Mon, 27 Sep 2021

US Senate Considers Massive Infrastructure Measure

Voice of America
02 Aug 2021, 16:05 GMT+10

WASHINGTON - U.S. senators have introduced a $1 trillion bipartisan infrastructure spending package to fix the country's deteriorating roads and bridges and to expand broadband service nationwide.

It came in a rare Sunday session, and lawmakers will now have the opportunity to offer amendments to the 2,700-page bill.

The proposal emerged from weeks of negotiations involving Democratic and Republican senators, as well as the White House. It includes $550 million in new spending along with $450 billion in previously approved funds.
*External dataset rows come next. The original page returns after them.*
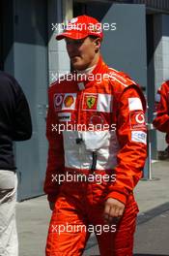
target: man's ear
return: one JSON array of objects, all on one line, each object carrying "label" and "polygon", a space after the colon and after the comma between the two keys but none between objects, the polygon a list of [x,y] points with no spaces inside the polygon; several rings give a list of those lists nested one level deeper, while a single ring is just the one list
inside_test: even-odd
[{"label": "man's ear", "polygon": [[100,39],[99,38],[97,38],[95,40],[95,45],[98,47],[98,49],[100,48],[101,42],[100,42]]}]

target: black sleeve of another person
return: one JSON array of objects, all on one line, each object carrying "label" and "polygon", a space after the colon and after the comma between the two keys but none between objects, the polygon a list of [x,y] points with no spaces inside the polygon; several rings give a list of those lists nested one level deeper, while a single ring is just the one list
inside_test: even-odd
[{"label": "black sleeve of another person", "polygon": [[18,92],[16,98],[16,108],[13,129],[13,140],[26,141],[29,140],[32,136],[31,114],[26,97],[21,87],[18,84],[17,86]]},{"label": "black sleeve of another person", "polygon": [[1,129],[13,141],[26,141],[32,136],[32,121],[26,97],[18,82],[0,72]]},{"label": "black sleeve of another person", "polygon": [[13,140],[26,141],[32,136],[31,114],[26,97],[16,80],[15,86],[17,89],[17,95],[13,126]]}]

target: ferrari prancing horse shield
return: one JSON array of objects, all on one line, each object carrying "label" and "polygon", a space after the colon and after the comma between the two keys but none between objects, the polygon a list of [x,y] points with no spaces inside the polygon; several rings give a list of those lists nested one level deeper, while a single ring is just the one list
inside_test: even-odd
[{"label": "ferrari prancing horse shield", "polygon": [[96,97],[88,96],[86,99],[86,104],[89,109],[92,109],[96,103]]}]

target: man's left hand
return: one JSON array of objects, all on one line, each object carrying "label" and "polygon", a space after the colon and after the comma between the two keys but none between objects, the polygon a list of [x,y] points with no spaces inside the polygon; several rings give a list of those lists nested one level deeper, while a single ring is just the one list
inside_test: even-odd
[{"label": "man's left hand", "polygon": [[105,202],[104,220],[111,224],[114,220],[120,220],[123,216],[125,204],[114,198],[108,198]]}]

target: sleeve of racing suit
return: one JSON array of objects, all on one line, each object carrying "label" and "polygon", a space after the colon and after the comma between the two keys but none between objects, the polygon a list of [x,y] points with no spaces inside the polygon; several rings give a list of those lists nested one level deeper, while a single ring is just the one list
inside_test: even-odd
[{"label": "sleeve of racing suit", "polygon": [[124,204],[142,177],[147,157],[147,129],[143,105],[145,106],[143,95],[134,86],[127,87],[119,101],[116,132],[120,150],[115,168],[116,180],[110,185],[107,198],[115,198]]},{"label": "sleeve of racing suit", "polygon": [[159,93],[160,101],[156,106],[156,117],[153,124],[160,132],[169,133],[169,85],[167,86],[167,82],[162,84]]},{"label": "sleeve of racing suit", "polygon": [[[50,90],[50,89],[49,89]],[[48,97],[48,112],[46,118],[46,138],[48,140],[48,158],[43,190],[49,202],[55,202],[60,184],[58,176],[64,169],[64,149],[62,133],[58,131],[58,122],[53,107],[52,94]]]}]

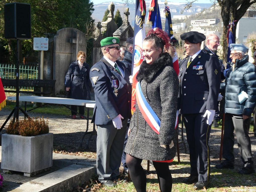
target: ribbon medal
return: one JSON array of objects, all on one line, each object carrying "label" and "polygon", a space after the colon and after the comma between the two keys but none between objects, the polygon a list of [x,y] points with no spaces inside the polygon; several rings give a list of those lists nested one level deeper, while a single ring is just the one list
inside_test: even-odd
[{"label": "ribbon medal", "polygon": [[202,70],[203,69],[203,66],[194,65],[193,66],[193,69],[194,70]]}]

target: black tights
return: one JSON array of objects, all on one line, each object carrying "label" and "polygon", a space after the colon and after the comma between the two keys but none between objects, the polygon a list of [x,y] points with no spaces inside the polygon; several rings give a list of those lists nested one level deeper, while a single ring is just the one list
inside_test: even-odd
[{"label": "black tights", "polygon": [[[146,174],[141,164],[142,160],[126,154],[125,161],[133,185],[137,192],[146,192]],[[157,175],[161,192],[172,191],[173,179],[169,170],[169,163],[153,162]]]}]

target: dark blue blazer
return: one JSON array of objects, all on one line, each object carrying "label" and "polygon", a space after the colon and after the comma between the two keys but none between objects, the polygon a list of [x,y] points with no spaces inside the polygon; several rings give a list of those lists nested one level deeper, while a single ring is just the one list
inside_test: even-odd
[{"label": "dark blue blazer", "polygon": [[189,58],[183,60],[180,67],[178,109],[183,114],[216,110],[220,84],[218,59],[201,51],[187,69]]},{"label": "dark blue blazer", "polygon": [[[71,63],[66,74],[66,87],[70,87],[71,99],[91,100],[89,65],[84,62],[80,70],[77,60]],[[73,80],[71,77],[73,75]],[[88,96],[88,97],[87,96]]]},{"label": "dark blue blazer", "polygon": [[[95,63],[90,71],[96,101],[92,122],[96,125],[112,123],[112,119],[119,114],[124,119],[131,117],[132,88],[130,75],[123,63],[119,61],[116,62],[124,72],[124,78],[100,61]],[[113,80],[117,80],[118,84],[117,97],[114,93]]]}]

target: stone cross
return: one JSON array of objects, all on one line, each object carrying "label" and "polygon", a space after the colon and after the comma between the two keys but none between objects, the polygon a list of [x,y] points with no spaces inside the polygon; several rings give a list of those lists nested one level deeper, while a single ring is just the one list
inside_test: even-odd
[{"label": "stone cross", "polygon": [[124,13],[125,16],[124,16],[124,19],[123,23],[125,23],[126,24],[126,25],[130,25],[130,23],[128,21],[128,17],[129,15],[130,15],[130,13],[129,12],[129,8],[126,8],[125,11],[126,12]]},{"label": "stone cross", "polygon": [[98,22],[98,24],[97,25],[97,28],[98,28],[98,32],[99,34],[100,34],[101,33],[101,27],[102,27],[102,25],[101,25],[101,23],[100,22],[100,21],[99,21]]}]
Included in the package are $110 billion for roads and bridges, $39 billion for public transit and $66 billion for rail. Fifty-five billion dollars is allocated for drinking water and wastewater infrastructure as well as billions for airports, ports, broadband internet and electric vehicle charging stations.

"Given how bipartisan the bill is, and how much work has already been put in to get the details right, I believe the Senate can quickly process relevant amendments and pass this bill in a matter of days," Senate Majority Leader Chuck Schumer said on the Senate floor Sunday.

Republican Senator Rob Portman, one of the negotiators of the package, said it will be "great for the American people."

"This is a really important bill because it takes our big, aging and outdated infrastructure in this country and modernizes it. That's good for everybody," Portman said.

Sen. Rob Portman, R-Ohio, talks to reporters as he takes a Senate subway train on Capitol Hill in Washington, Friday, July 30,... Sen. Rob Portman, R-Ohio, talks to reporters as he takes a Senate subway train on Capitol Hill in Washington, July 30, 2021.

The bill is something of a rarity in Washington - a potential bipartisan deal in a fractious political environment where Republicans and Democrats remain divided on a host of other issues.

The measure has already cleared preliminary procedural votes with unified Democratic support and more than 15 Republicans in favor in the evenly divided 100-member Senate.

If the Senate does give its approval, the measure would then go the House of Representatives, where some progressive lawmakers have complained that the infrastructure package is not big enough.

The package is one of President Joe Biden's biggest legislative priorities. It represents an attempt six months into his presidency to prove to voters that the White House and Congress can reach bipartisan agreement on some issues.

Brian Deese, the director of Biden's National Economic Council, told the "Fox News Sunday" show, that the new infrastructure spending amounted to "badly needed investments in our country."

The White House is predicting that the spending could annually add two million new jobs, mostly in the construction sector, for the next decade.